Völlig ungewiss ist derzeit noch, wer sich für das kommende Präsidium zu Wahl stellen wird. Gerüchte und übliche Verdächtige gibt es natürlich einige, aber Spekulationen sind ein weites Feld. Als sicher kann allerdings gelten, dass hinter den Kulissen schon einige Strippen gezogen und Chancen ausgelotet werden.
Frauen? Weitgehend Fehlanzeige
Der Frauenanteil der letzten Bundesversammlung lag bei knapp 21 Prozent, während Zahnärztinnen im realen Leben 46 Prozent der Kammermitglieder ausmachen. Nachdem Frauenlisten etwa bei den Kammerwahlen in Thüringen und in Nordrhein recht erfolgreich waren, dürften sie bei der anstehenden Bundesversammlung ein paar mehr Delegierte senden. Von einem Abbild des realen Proporzes kann weiterhin geträumt oder gealpträumt werden. Bei der Bundesversammlung 2018 jedenfalls ist ein Antrag zur Förderung von Frauen in den Gremien jedenfalls krachend durchgefallen. Dass sich an den Möglichkeiten der Machtverschiebung Richtung mehr Beteiligung von Frauen auch und gerade in Leitungspositionen etwas geändert haben sollte, darf bezweifelt werden. Die Landesfürsten jedenfalls dürften bei der Kandidatenkür zum Präsidiumweitgehend unter sich bleiben. Die einzige Landesfürstin vertritt ein eher kleines Reich.
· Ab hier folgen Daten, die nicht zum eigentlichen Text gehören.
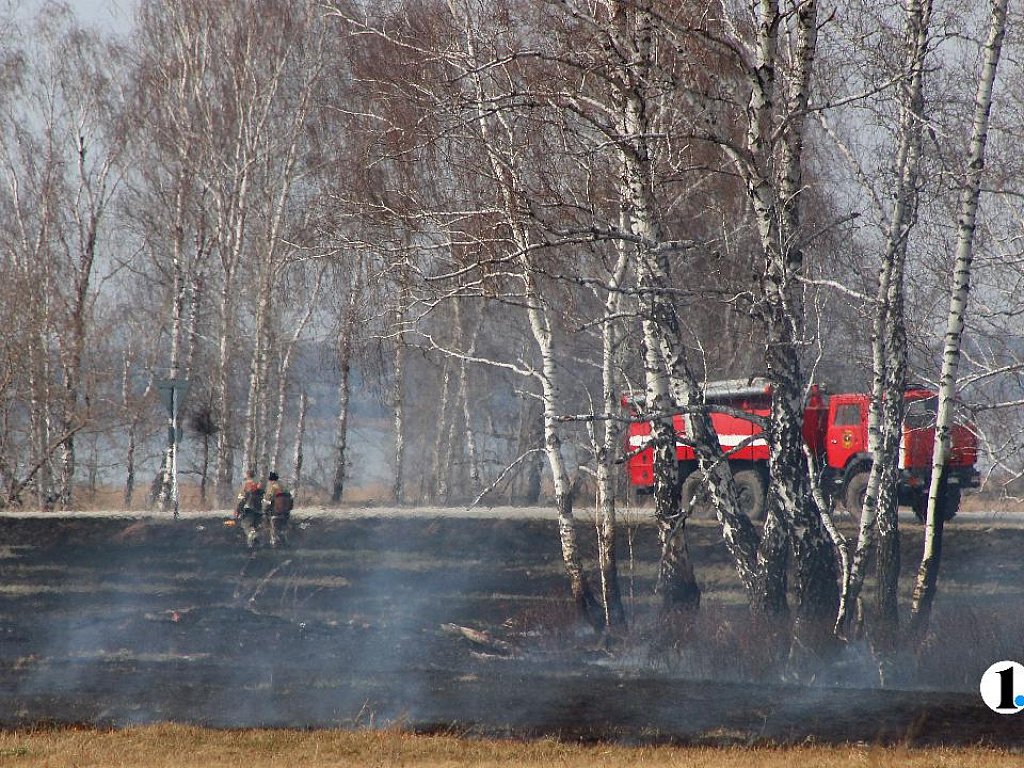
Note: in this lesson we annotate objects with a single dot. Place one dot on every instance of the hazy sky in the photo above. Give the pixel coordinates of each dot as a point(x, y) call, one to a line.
point(116, 14)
Die mitgliederstärksten Kammern sind die Landeszahnärztekammern in Bayern mit gut 16.000, Baden-Württemberg mit über 12.000 und Nordrhein mit mehr als 11.000 Mitgliedern.
Schwieriger Wandel
Die Chancen einer Frau aus der Weite der Delegiertenrunde, in das künftige Präsidium gewählt zu werden, dürften äußerst gering sein. Die Quasi-Chancenlosigkeit ist strukturell bedingt. In allen Landeszahnärztekammern sind Frauen deutlich unterrepräsentiert. Selbst dort, wo die Zahnärztinnen bereits in der Mehrzahl sind, spiegelt sich diese Mehrheit nicht in der Kammerversammlung. So sind etwa in Sachsen-Anhalt 60 Prozent der Kammermitglieder weiblich, der Anteil in der Kammerversammlung beträgt aber nur 16 Prozent.
Dass das Interesse von Frauen an standespolitischer Teilhabe aber grundsätzlich vorhanden ist, haben die Frauenlisten von Thüringen und Nordrhein hinreichend unter Beweis gestellt. Doch der Sprung vom Sitz in einer Kammer auf einen Präsidentinnensessel erscheint in vielen Köpfen noch unvorstellbar. Gleichzeitig stößt eine Quotenregelung auf breite Ablehnung. Da erscheint es schwierig, solche Strukturen in standespolitischer Eigenregie aufzubrechen.
Lösungsmodelle sind hier dringend gefragt. Denn der Gesundheitsausschuss des Deutschen Bundestages wird seine Frage nach dem Frauenanteil in Führungsposition des Gesundheitswesens nicht vergessen haben.
Wie soll dann die Antwort lauten? Von 44.654 Zahnärztinnen stand niemand zur Wahl?